Route 75, also known as Veterans Memorial Highway, is a two-lane expressway on the Avalon Peninsula of Newfoundland. The route begins at a trumpet interchange with Route 1 and continues north, bypassing communities along the western shore of Conception Bay until it ends at a junction with Route 70 south of Carbonear.
Construction of the highway was completed in 2002.

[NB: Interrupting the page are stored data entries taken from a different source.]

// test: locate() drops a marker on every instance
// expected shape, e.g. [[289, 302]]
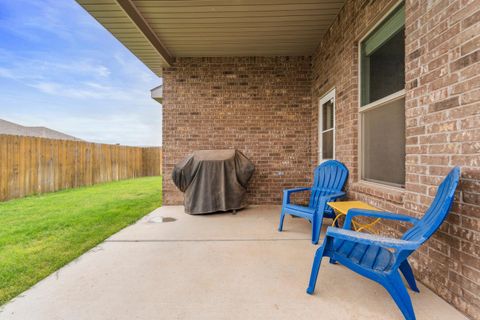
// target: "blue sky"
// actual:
[[61, 69]]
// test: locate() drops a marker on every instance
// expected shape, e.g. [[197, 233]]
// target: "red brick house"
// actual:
[[390, 88]]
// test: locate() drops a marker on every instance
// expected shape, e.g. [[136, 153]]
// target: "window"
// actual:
[[326, 127], [382, 101]]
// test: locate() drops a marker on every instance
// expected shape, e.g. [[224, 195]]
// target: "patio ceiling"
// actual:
[[157, 31]]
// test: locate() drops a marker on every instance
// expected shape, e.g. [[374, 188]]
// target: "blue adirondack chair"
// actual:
[[382, 259], [329, 179]]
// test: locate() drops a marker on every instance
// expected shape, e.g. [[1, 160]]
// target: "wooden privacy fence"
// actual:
[[30, 165]]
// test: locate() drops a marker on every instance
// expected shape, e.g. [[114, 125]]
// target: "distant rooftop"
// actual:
[[7, 127]]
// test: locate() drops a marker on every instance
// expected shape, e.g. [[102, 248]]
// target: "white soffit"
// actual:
[[156, 31]]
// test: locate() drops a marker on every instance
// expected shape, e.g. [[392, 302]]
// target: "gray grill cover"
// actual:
[[213, 180]]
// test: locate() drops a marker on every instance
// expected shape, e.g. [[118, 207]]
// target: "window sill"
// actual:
[[391, 194]]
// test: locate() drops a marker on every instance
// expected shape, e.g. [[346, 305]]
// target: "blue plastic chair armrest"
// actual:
[[335, 195], [376, 214], [288, 192], [371, 239]]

The entire route of Route 75 is a two-lane Freeway, with interchanges at all but the northernmost intersections, with those still having controlled access.

Route description

Route 75 begins at an interchange with Route 1 (Trans Canada Highway, Exit 31) in Roaches Line. It heads north to have an interchange with the southern end of Route 70 (Roaches Line) before leaving the community of Roaches Line and passing northwest through rural wooded areas. The highway has an interchange with Route 71 (Hodgewater Line) in Makinsons before passing through North River, where it has a partial interchange with North River Road. Route 75 now heads north through western portion of Bay Roberts, where it passes by a Rest Area/Visitor information center and has an interchange with Country Road. It then passes through the west sides of Spaniard's Bay, where it has a partial interchange with New Harbour Road, and Tilton, where it has its last full interchange with Route 73 (Back Track Road). The highway now turns northeast to enter Harbour Grace, where it comes closer to the coast as it has a controlled access at-grade intersection with Brynes Road. Route 75 comes to an end at the northern end of town at an at-grade intersection with Route 70 (Cathedral Street/Columbus Drive), with the road continuing north into Carbonear as Route 70.